= Nancy Yoshihara =

American journalist

Nancy Yoshihara is an American journalist. In 1981 she co-founded the Asian-American Journalists Association with the goal of representing Asian Americans and their perspectives in U.S. newsrooms and in the media. For many years she worked for The Los Angeles Times as an editorial writer, features writer, and reporter. She later served as content manager for the University of Southern California Annenberg's Knight Digital Media Center, where she developed programs and materials on the innovative use of digital media. Her published works include a 1992 study of Asian American demographics and changing experiences in the United States.

== Education, career, and family ==

Nancy Yoshihara developed her interests in journalism while studying English as an undergraduate at UCLA.

In 1981, with colleagues Bill Sing and David Kishiyama (also then from The Los Angeles Times), Frank Kwan and Tritia Toyota (then of KNBC-TV News), and Dwight Chuman (from Rafu Shimpo, a local Japanese-American newspaper), she co-founded the Asian-American Journalists Association (AAJA), an organization that has grown to represent Asian Americans and Pacific Islander (AAPI) people more broadly. This organization originally started in Los Angeles but grew beyond it. By 2021, when the 2021 marked its fortieth anniversary, the organization reported having 1,600 members across the United States and Asia, with almost a third of these students, some of whom participate in internship programs that try to increase AAPI representation in the journalistic profession. The organization also aims to ensure accuracy and fairness in the representation of AAPI people in the media.

In 1989, Yoshihara, representing The Los Angeles Times, held a Jefferson Fellowship from the East-West Center.

In 1992, Yoshihara wrote a book with Stanley Karnow (an expert on Vietnamese history and the Vietnam War). Their book, entitled, Asian Americans in Transition, surveyed changing Asian American demographics and experiences in the United States in educational, professional, and other spheres. It contained a foreword by Daniel K. Inouye, who served as U.S. Senator from Hawaii from 1963 to 2012.

Yoshihara reported on a wide variety of issues during her years with The Los Angeles Times, including topics related to Asian-Americans. In 1997, for example, she discussed the 1992 Los Angeles riots with reference to the experiences of inner city Korean-American merchants whose stores became targets for violence but who found many police unresponsive. She narrated the story through interviews with one Korean-American activist, Angela Oh.

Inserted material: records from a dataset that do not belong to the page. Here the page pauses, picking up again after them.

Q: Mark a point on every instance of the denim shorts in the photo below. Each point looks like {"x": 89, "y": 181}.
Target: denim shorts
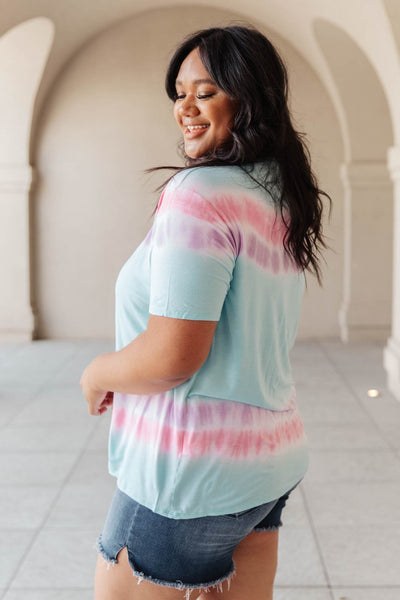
{"x": 186, "y": 554}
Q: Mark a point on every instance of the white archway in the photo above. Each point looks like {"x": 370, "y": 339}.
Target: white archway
{"x": 23, "y": 55}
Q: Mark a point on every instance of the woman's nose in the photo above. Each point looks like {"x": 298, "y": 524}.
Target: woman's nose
{"x": 188, "y": 105}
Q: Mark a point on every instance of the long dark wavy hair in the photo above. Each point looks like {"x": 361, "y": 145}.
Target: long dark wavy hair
{"x": 247, "y": 67}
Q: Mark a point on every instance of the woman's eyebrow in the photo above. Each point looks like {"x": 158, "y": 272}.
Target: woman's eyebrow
{"x": 197, "y": 81}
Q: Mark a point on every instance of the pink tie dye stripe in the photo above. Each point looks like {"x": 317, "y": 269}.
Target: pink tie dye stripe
{"x": 227, "y": 443}
{"x": 247, "y": 211}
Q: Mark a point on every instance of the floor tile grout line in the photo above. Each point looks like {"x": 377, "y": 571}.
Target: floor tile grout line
{"x": 316, "y": 540}
{"x": 355, "y": 396}
{"x": 46, "y": 517}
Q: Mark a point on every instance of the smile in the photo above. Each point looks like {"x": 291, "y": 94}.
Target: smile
{"x": 192, "y": 131}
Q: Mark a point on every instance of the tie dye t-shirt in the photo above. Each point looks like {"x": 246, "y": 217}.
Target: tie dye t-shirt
{"x": 230, "y": 437}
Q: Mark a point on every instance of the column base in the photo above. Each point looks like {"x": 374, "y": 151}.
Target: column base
{"x": 391, "y": 363}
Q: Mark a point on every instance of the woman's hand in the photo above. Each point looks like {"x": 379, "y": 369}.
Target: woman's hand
{"x": 98, "y": 400}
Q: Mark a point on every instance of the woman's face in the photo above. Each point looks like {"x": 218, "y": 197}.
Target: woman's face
{"x": 202, "y": 110}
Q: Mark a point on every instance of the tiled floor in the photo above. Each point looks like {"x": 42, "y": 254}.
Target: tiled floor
{"x": 341, "y": 533}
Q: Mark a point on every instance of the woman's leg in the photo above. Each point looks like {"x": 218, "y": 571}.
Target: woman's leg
{"x": 256, "y": 561}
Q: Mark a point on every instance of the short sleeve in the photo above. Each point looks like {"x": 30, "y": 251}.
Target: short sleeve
{"x": 192, "y": 257}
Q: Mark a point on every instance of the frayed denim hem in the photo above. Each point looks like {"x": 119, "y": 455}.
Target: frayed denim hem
{"x": 189, "y": 588}
{"x": 269, "y": 528}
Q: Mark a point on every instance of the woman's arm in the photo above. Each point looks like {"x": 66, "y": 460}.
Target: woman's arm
{"x": 166, "y": 354}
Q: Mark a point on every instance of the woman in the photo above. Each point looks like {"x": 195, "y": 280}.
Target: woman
{"x": 206, "y": 440}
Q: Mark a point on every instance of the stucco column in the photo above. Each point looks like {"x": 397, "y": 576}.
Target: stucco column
{"x": 17, "y": 319}
{"x": 391, "y": 353}
{"x": 365, "y": 312}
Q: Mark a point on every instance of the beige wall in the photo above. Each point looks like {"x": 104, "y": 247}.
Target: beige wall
{"x": 106, "y": 119}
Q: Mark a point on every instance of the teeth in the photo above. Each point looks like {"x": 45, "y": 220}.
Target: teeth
{"x": 192, "y": 127}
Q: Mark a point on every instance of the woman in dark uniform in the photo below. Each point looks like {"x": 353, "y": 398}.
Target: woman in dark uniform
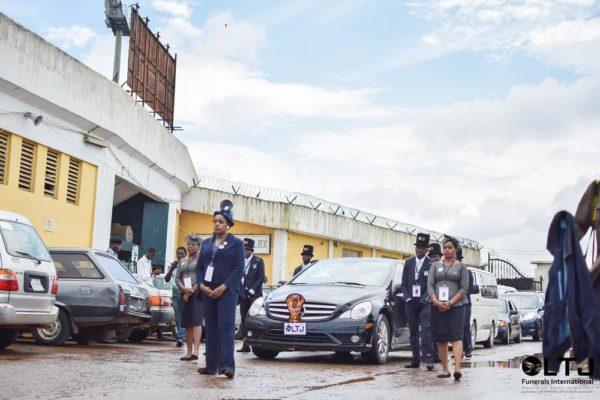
{"x": 447, "y": 287}
{"x": 219, "y": 273}
{"x": 191, "y": 312}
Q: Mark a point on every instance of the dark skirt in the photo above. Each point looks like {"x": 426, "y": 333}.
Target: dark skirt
{"x": 192, "y": 312}
{"x": 447, "y": 326}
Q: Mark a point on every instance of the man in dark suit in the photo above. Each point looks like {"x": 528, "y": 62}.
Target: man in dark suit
{"x": 251, "y": 288}
{"x": 307, "y": 255}
{"x": 418, "y": 310}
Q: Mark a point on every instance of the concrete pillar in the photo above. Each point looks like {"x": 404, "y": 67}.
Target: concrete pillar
{"x": 279, "y": 255}
{"x": 105, "y": 189}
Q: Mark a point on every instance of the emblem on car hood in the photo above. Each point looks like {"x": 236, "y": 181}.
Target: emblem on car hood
{"x": 295, "y": 304}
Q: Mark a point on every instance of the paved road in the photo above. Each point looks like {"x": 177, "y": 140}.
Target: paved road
{"x": 152, "y": 370}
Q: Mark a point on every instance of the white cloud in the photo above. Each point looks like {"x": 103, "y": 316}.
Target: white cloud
{"x": 69, "y": 36}
{"x": 174, "y": 7}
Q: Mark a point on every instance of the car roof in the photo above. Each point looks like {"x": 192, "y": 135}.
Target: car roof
{"x": 11, "y": 216}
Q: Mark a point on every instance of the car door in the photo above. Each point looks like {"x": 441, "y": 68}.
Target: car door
{"x": 83, "y": 289}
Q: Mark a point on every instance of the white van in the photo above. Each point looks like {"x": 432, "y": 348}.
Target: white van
{"x": 484, "y": 307}
{"x": 28, "y": 282}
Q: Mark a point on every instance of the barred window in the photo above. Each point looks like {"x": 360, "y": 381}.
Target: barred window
{"x": 27, "y": 167}
{"x": 3, "y": 156}
{"x": 73, "y": 181}
{"x": 52, "y": 168}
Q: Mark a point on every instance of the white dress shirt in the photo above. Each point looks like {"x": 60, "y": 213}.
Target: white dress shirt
{"x": 144, "y": 269}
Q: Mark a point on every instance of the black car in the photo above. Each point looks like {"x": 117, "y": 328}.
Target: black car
{"x": 95, "y": 292}
{"x": 340, "y": 304}
{"x": 531, "y": 310}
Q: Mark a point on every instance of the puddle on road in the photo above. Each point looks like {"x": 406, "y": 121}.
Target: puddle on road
{"x": 348, "y": 382}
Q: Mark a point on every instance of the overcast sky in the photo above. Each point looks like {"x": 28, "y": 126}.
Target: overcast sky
{"x": 477, "y": 118}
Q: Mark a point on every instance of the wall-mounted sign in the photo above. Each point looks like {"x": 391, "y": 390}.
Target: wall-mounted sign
{"x": 262, "y": 243}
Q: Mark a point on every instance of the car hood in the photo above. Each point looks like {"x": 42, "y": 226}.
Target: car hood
{"x": 329, "y": 294}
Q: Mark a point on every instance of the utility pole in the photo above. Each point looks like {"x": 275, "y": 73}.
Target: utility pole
{"x": 117, "y": 21}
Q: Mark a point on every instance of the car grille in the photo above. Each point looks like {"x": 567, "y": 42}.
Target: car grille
{"x": 312, "y": 311}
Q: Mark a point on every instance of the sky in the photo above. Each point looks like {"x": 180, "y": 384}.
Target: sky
{"x": 477, "y": 118}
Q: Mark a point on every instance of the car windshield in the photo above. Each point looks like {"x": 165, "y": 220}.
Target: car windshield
{"x": 114, "y": 268}
{"x": 359, "y": 272}
{"x": 524, "y": 301}
{"x": 23, "y": 241}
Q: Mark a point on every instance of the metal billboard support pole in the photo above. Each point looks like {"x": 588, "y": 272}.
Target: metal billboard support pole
{"x": 117, "y": 65}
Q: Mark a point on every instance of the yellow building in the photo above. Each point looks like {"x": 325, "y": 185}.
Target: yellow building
{"x": 55, "y": 191}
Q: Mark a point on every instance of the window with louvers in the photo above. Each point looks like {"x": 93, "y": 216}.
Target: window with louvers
{"x": 3, "y": 156}
{"x": 27, "y": 167}
{"x": 51, "y": 174}
{"x": 73, "y": 181}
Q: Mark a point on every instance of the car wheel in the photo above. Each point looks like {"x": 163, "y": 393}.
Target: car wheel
{"x": 519, "y": 336}
{"x": 266, "y": 354}
{"x": 538, "y": 333}
{"x": 139, "y": 335}
{"x": 490, "y": 342}
{"x": 506, "y": 338}
{"x": 380, "y": 342}
{"x": 7, "y": 337}
{"x": 55, "y": 334}
{"x": 473, "y": 333}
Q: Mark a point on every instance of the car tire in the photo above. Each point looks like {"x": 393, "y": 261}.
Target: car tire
{"x": 55, "y": 334}
{"x": 489, "y": 343}
{"x": 139, "y": 335}
{"x": 380, "y": 342}
{"x": 265, "y": 354}
{"x": 519, "y": 337}
{"x": 506, "y": 339}
{"x": 7, "y": 337}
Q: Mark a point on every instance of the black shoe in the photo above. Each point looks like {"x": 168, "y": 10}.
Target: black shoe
{"x": 204, "y": 371}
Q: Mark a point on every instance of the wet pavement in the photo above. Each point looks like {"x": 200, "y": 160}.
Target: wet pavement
{"x": 152, "y": 370}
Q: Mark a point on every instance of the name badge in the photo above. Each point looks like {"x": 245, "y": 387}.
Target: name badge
{"x": 416, "y": 290}
{"x": 209, "y": 271}
{"x": 444, "y": 293}
{"x": 187, "y": 282}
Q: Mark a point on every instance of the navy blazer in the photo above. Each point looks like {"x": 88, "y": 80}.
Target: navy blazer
{"x": 254, "y": 279}
{"x": 228, "y": 263}
{"x": 408, "y": 278}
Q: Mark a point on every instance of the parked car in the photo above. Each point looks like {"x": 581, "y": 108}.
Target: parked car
{"x": 28, "y": 282}
{"x": 161, "y": 310}
{"x": 484, "y": 307}
{"x": 95, "y": 292}
{"x": 509, "y": 322}
{"x": 531, "y": 310}
{"x": 339, "y": 304}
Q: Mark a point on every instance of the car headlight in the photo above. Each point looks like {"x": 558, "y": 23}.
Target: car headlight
{"x": 529, "y": 316}
{"x": 257, "y": 308}
{"x": 359, "y": 311}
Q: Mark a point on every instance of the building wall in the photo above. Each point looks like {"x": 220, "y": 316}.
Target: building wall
{"x": 58, "y": 222}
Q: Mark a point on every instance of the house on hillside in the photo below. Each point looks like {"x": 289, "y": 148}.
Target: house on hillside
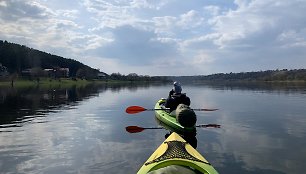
{"x": 102, "y": 75}
{"x": 3, "y": 71}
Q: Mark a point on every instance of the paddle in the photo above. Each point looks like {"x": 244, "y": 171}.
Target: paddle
{"x": 137, "y": 109}
{"x": 136, "y": 129}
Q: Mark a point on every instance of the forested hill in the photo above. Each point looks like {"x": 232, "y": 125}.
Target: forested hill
{"x": 17, "y": 58}
{"x": 269, "y": 75}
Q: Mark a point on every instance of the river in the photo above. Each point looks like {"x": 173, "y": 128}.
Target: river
{"x": 82, "y": 130}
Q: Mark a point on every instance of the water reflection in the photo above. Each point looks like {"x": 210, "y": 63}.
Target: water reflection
{"x": 283, "y": 87}
{"x": 19, "y": 106}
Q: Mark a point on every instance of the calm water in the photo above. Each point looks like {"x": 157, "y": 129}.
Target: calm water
{"x": 82, "y": 130}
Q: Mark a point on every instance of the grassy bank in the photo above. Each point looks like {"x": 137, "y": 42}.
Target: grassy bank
{"x": 45, "y": 82}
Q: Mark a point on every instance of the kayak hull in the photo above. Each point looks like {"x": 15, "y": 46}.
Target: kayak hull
{"x": 176, "y": 152}
{"x": 170, "y": 122}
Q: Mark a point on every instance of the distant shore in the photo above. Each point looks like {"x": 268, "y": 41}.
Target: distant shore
{"x": 62, "y": 82}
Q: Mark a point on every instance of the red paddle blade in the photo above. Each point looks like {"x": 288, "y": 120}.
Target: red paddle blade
{"x": 134, "y": 109}
{"x": 210, "y": 126}
{"x": 134, "y": 129}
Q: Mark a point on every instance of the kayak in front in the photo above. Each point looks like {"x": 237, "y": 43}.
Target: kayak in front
{"x": 170, "y": 120}
{"x": 175, "y": 155}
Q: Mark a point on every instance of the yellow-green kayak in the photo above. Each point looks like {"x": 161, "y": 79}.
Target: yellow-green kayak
{"x": 177, "y": 156}
{"x": 170, "y": 120}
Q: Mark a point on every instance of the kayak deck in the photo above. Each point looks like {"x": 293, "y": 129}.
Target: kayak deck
{"x": 176, "y": 153}
{"x": 169, "y": 121}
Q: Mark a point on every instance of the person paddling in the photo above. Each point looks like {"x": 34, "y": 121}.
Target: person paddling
{"x": 176, "y": 97}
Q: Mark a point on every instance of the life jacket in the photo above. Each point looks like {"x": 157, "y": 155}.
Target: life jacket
{"x": 174, "y": 100}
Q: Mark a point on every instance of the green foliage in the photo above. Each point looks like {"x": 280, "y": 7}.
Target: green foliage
{"x": 19, "y": 57}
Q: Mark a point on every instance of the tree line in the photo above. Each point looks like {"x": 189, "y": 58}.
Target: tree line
{"x": 269, "y": 75}
{"x": 15, "y": 59}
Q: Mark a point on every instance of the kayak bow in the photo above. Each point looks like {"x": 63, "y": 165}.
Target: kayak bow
{"x": 178, "y": 156}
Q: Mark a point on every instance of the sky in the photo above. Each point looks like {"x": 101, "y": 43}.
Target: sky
{"x": 163, "y": 37}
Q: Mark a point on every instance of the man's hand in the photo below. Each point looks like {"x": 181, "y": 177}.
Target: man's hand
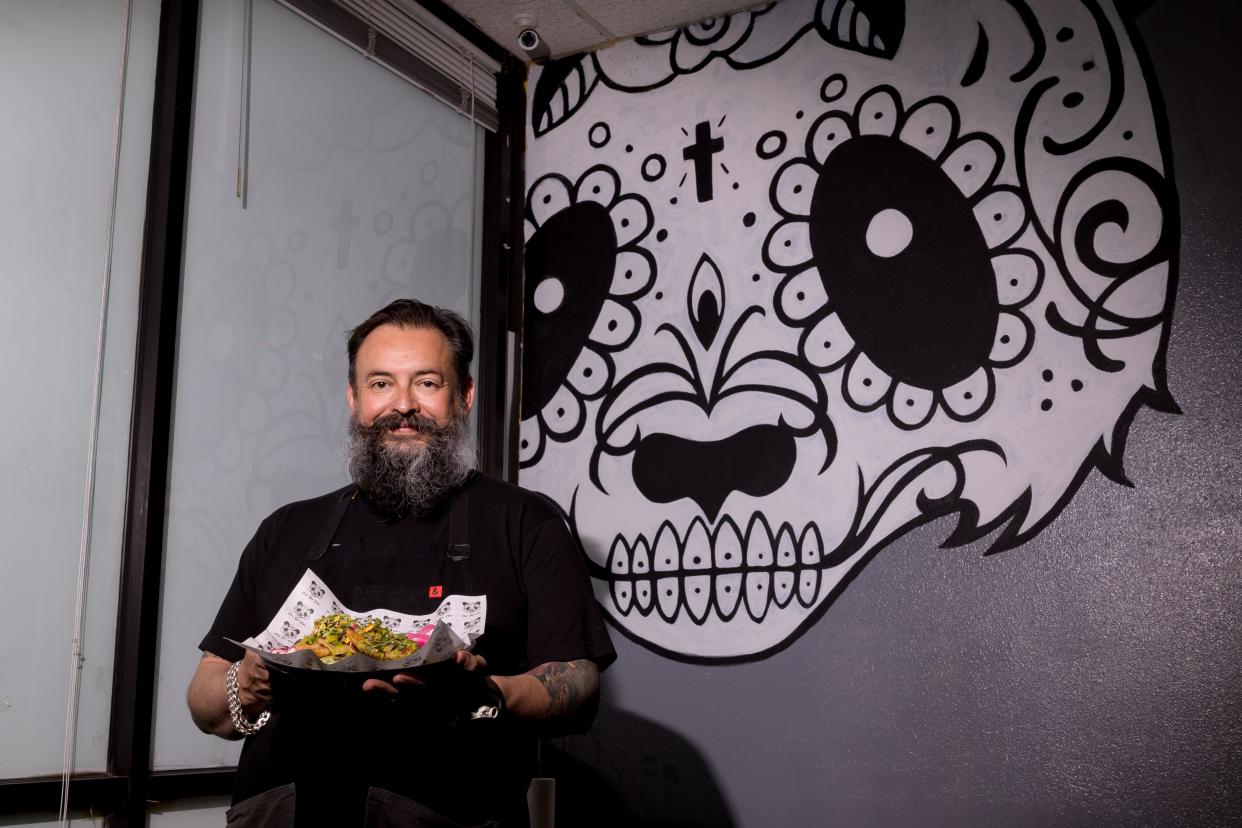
{"x": 253, "y": 684}
{"x": 550, "y": 690}
{"x": 209, "y": 699}
{"x": 468, "y": 662}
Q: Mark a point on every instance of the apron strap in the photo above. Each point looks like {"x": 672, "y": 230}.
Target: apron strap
{"x": 329, "y": 526}
{"x": 458, "y": 528}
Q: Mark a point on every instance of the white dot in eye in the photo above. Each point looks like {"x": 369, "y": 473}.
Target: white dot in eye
{"x": 549, "y": 294}
{"x": 888, "y": 232}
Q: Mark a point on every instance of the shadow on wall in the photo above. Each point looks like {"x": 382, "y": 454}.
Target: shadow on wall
{"x": 631, "y": 771}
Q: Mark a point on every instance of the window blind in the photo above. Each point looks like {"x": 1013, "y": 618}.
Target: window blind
{"x": 415, "y": 45}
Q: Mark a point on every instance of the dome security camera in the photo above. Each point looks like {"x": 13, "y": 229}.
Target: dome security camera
{"x": 528, "y": 39}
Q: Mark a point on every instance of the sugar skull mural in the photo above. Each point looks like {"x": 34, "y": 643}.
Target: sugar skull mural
{"x": 802, "y": 278}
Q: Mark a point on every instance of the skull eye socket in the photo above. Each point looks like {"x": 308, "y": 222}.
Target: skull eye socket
{"x": 569, "y": 263}
{"x": 904, "y": 262}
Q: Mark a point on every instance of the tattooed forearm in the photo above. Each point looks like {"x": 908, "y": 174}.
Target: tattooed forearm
{"x": 568, "y": 684}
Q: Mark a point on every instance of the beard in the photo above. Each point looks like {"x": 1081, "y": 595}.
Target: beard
{"x": 407, "y": 476}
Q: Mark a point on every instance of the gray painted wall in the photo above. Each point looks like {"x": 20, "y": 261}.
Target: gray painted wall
{"x": 1091, "y": 677}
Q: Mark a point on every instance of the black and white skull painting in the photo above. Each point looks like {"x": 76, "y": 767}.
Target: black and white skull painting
{"x": 802, "y": 278}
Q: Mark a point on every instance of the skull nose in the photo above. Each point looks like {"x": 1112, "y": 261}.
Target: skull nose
{"x": 755, "y": 461}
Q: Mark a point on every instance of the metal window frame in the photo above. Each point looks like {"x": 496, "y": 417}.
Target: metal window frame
{"x": 124, "y": 793}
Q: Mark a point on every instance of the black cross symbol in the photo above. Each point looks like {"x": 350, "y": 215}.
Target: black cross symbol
{"x": 701, "y": 152}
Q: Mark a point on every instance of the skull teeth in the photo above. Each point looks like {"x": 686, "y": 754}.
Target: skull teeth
{"x": 701, "y": 574}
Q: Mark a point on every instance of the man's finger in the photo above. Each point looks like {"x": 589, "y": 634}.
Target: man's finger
{"x": 376, "y": 685}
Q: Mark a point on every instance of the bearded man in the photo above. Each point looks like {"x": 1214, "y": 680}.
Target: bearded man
{"x": 416, "y": 525}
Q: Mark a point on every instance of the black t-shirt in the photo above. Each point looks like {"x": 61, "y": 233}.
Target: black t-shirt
{"x": 332, "y": 740}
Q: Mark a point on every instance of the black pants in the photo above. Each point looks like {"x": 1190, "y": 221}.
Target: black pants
{"x": 278, "y": 808}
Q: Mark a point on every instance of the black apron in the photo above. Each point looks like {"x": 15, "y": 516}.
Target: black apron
{"x": 412, "y": 580}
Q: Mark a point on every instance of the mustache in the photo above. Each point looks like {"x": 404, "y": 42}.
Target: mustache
{"x": 417, "y": 421}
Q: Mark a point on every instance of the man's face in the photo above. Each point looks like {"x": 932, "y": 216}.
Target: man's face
{"x": 405, "y": 370}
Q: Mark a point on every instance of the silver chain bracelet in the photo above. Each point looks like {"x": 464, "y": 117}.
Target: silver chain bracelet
{"x": 240, "y": 723}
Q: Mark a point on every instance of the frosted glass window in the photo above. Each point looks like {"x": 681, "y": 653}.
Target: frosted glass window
{"x": 362, "y": 189}
{"x": 60, "y": 90}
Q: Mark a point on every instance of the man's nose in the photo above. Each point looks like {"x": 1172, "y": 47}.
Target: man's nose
{"x": 406, "y": 401}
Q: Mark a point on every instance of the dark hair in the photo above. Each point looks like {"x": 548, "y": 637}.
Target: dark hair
{"x": 411, "y": 313}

In 1997, while reporting for The Los Angeles Times and serving as president of the Asian-American Journalists Association, Yoshihara spoke on C-Span 1997 about "The Price of Asian Political Involvement", while also giving an analysis of national and international news for the program's "Washington Report". In this interview she described the Asian-American experience in 1997 as a "political rollercoaster" following the election of the first Asian American as a governor: this was Chinese-American Gary Locke in Washington state. She also discussed stereotypes that Asian-Americans faced in popular cinema, including Charlie-Chan-style portrayals and via martial arts movies. She referred to popular representations in American media that questioned the loyalty of Asian Americans by suggesting potential Asian (and in the case of Locke) Chinese influence on American politics.

Yoshihara analyzed opportunities and challenges manifest by online journalism, and its relationship to print journalism. She co-authored a report with Jon Funabiki, an advocate of social justice journalism, in 2011 entitled Online Journalism Enterprises: From Startup to Sustainability. Their report was sponsored by the Renaissance Journalism Center, a partnership between San Francisco State University’s Journalism Department and ZeroDivide (an organization that supported businesses developing online platforms), with funds from the William and Flora Hewlett Foundation. Yoshihara and Funabiki identified business-side challenges that many journalistic entrepreneurs were facing. Starting new online news sources was easy, they argued; maintaining and growing them, and keeping them financially solvent, was hard.

Yoshihara was married to Earl Gustkey, who worked as a sportswriter for the Los Angeles Times for more than thirty years, and who died in 2009.

Yoshihara currently works as the Media and Communications liaison for the Los Angeles County Arboretum & Botanic Garden.